Peut-on se figurer une noirceur, imaginer un crime, dont il n'ait conçu
l'affreuse pensée ? Est-il dans toute l'Italie empoisonneur, brigand,
gladiateur, assassin, parricide, fabricateur de faux testaments, fourbe,
débauché, dissipateur, adultère, femme décriée, corrupteur de la jeunesse, homme
sans mœurs et sans honneur, qui ne confesse avoir vécu avec Catilina dans la
familiarité la plus intime ? Quel meurtre s'est commis depuis quelques années
dont il n'ait été le complice ? quelle infâme prostitution dont il n'ait été le
ministre ? Quel suborneur posséda jamais à un si haut degré l'art de séduire la
jeunesse ? Brûlant pour les uns de la plus criminelle passion, il se prêtait
lui-même aux désirs impudiques des autres. Il promettait à ceux-ci la possession
de ce qu'ils convoitaient ; à ceux-là, la mort de leurs parents, les excitant,
les aidant même à devenir parricides. Avec quelle rapidité l'avons-nous vu
naguère rassembler autour de lui, de la ville et de la campagne, une foule
immense de scélérats ? Il n'existe pas dans Rome, il n'existe pas dans un seul
coin de l'Italie un homme noyé de dettes, qu'il n'ait fait entrer dans cette
détestable société de crimes et de forfaits.
[II,5] Mais admirez en lui ce bizarre assemblage des goûts les plus
divers. Vous ne trouverez pas dans une école de gladiateurs un audacieux,
capable des coups les plus hardis, qui ne se dise l'intime ami de Catilina ; ni
sur le théâtre un bouffon énervé et sans âme, qui ne se glorifie d'avoir été le
compagnon de ses plaisirs.
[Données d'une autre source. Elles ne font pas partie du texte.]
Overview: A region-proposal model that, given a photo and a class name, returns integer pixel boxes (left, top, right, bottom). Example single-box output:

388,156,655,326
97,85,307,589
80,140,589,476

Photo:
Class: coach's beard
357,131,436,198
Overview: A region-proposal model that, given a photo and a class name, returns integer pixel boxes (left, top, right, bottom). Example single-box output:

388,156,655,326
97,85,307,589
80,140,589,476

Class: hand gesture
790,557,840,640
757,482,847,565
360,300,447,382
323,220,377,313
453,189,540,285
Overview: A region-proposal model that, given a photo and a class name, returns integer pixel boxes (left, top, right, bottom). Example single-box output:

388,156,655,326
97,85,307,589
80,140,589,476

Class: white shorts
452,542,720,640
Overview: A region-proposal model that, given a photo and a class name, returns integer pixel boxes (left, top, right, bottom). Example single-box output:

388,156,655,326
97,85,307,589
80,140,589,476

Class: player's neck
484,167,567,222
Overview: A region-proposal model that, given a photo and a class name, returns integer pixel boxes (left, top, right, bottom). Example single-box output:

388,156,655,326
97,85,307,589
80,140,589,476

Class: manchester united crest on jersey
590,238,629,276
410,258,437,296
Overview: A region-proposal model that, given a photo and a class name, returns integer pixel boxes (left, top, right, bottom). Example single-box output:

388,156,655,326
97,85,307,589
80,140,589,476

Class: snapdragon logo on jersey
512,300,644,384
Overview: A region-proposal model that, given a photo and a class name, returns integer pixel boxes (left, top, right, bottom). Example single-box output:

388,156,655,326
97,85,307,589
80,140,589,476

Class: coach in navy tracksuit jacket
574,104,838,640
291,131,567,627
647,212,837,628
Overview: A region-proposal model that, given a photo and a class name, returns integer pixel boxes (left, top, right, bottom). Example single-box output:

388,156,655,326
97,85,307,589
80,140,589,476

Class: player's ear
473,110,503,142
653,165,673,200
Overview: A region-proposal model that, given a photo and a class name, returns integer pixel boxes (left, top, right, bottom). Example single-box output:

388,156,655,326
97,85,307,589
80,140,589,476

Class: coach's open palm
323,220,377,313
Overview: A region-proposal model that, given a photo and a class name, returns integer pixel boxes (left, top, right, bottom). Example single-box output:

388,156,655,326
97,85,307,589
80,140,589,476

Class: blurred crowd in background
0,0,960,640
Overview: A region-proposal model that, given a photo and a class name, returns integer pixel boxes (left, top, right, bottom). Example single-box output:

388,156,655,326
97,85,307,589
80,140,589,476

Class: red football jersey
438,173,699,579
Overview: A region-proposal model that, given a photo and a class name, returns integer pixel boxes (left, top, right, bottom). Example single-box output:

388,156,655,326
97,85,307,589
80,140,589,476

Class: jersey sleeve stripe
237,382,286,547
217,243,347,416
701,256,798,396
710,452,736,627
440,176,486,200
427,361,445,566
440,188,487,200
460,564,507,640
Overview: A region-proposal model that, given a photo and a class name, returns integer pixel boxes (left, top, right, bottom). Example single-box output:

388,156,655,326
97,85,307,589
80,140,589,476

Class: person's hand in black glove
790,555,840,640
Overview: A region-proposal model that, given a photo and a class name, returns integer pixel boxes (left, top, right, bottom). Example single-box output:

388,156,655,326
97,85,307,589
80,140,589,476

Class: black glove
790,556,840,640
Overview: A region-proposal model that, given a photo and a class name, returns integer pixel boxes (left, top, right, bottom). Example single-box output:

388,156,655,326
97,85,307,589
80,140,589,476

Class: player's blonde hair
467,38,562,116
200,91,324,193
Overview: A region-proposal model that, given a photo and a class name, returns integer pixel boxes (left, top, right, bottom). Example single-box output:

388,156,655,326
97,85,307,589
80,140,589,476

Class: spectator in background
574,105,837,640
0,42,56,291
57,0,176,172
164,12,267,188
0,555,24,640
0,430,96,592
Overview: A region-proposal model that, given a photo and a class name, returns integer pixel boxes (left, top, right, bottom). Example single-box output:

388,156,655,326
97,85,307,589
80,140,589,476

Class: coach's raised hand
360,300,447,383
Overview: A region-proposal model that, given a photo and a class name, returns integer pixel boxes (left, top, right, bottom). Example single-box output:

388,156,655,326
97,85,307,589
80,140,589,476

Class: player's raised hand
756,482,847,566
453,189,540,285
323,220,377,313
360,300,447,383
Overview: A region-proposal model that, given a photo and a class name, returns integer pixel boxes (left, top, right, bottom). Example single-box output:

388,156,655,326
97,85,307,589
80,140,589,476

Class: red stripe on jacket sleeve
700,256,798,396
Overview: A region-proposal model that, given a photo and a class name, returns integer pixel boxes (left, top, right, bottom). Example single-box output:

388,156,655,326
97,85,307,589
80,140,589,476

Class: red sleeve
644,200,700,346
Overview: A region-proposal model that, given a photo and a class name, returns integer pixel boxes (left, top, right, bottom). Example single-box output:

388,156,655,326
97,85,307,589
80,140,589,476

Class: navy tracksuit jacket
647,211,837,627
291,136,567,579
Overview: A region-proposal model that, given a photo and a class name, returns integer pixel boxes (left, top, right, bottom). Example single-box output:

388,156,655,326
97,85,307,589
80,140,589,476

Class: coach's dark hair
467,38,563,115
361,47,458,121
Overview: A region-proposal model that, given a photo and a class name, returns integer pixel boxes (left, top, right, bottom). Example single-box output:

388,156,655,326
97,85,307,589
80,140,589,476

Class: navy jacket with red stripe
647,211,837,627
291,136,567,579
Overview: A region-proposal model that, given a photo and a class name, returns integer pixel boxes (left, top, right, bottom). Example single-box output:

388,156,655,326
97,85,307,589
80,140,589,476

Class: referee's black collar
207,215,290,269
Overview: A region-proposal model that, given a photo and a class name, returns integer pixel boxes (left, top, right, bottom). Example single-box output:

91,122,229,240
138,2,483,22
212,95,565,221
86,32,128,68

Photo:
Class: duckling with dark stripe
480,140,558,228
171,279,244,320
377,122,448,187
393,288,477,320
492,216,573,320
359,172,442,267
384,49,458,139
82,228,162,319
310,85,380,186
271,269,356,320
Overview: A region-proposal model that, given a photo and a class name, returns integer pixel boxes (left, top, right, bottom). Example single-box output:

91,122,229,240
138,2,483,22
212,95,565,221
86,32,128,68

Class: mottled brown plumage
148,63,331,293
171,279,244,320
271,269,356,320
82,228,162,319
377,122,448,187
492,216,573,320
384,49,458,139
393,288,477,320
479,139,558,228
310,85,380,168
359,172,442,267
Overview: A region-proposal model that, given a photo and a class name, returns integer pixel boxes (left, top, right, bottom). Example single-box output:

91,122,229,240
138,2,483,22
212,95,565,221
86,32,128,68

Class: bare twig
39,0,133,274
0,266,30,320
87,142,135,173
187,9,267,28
Et ce même homme toutefois, formé à l'école de
l'adultère et du crime, à supporter le froid, la faim, la soif et les veilles,
était vanté par les siens comme un prodige de courage ; ingrat qui, doué par la
nature d'une âme forte et de qualités brillantes, en abusait au profit de la
débauche et de la scélératesse. Si ses compagnons pouvaient te suivre, si ce vil
troupeau de gens perdus de bien et d'honneur sortait de Rome, quel triomphe pour
nous ? quel bonheur pour la république ! quelle gloire pour mon consulat ! Ce
n'est plus le temps en effet où leurs horribles désirs connaissaient quelques
bornes. Leur audace, désormais intolérable, a passé toute mesure. Ils ne rêvent
plus que massacres, incendie, pillage. Ils ont dissipé leur patrimoine, dévoré
leur fortune ; leur détresse vient encore de s'aggraver par la perte de tout
crédit, et pauvres, ils n'en conservent pas moins les goûts dispendieux de
l'opulence. Si, dans leurs honteuses orgies, le vin, le jeu et les infâmes
plaisirs occupaient seuls leurs pensées, il faudrait les plaindre sans doute ;
cependant on pourrait les supporter. Mais comment supporter la guerre que la
lâcheté déclare au courage, la folie à la sagesse, l'intempérance à la sobriété,
le sommeil à la vigilance ? Il me semble les voir, dans leurs festins, couchés
mollement sur des lits somptueux, tenant dans leurs bras des femmes impudiques,
affaissés par l'ivresse, gorgés de nourriture, couronnés de guirlandes, inondés
de parfums, énervés de débauches, vomir dans leurs obscènes entretiens les mots
affreux de carnage et d'incendie. Ils sont, je n'en doute pas, entraînés par une
fatalité ennemie ; et si le châtiment dû à leur perversité, à leurs
dissolutions, à leurs crimes, ne les frappe pas à l'instant, du moins le temps
de la justice n'est pas éloigné. Puisse mon consulat retrancher de la république
ces membres gangrenés qu'il ne saurait guérir ; et cette heureuse époque assure
à notre empire des siècles de durée. Il n'est au monde aucune nation qui nous
soit redoutable, aucun roi qui puisse faire la guerre au peuple romain ; tout au
dehors est pacifié sur terre et sur mer par la valeur d'un héros. Une guerre
domestique nous reste : c'est au dedans que sont les embûches ; c'est au dedans
qu'est renfermé le péril ; c'est au dedans que l'ennemi nous attaque. C'est avec
le luxe, avec la démence, avec le crime qu'il nous faut combattre : nouveau
genre de guerre dans lequel je me déclare votre chef. Oui, Romains, je prends
sur moi la haine des pervers. Toutes les plaies qui pourront être guéries, je
veux à tout prix les guérir ; mais je saurai aussi retrancher par le fer ce qui
causerait trop sûrement la ruine de l'État. Qu'ils sortent donc, ou qu'ils
restent tranquilles ; ou s'ils ne veulent ni sortir de Rome, ni renoncer à leurs
complots, qu'ils tremblent ! ils subiront la peine qu'ils méritent.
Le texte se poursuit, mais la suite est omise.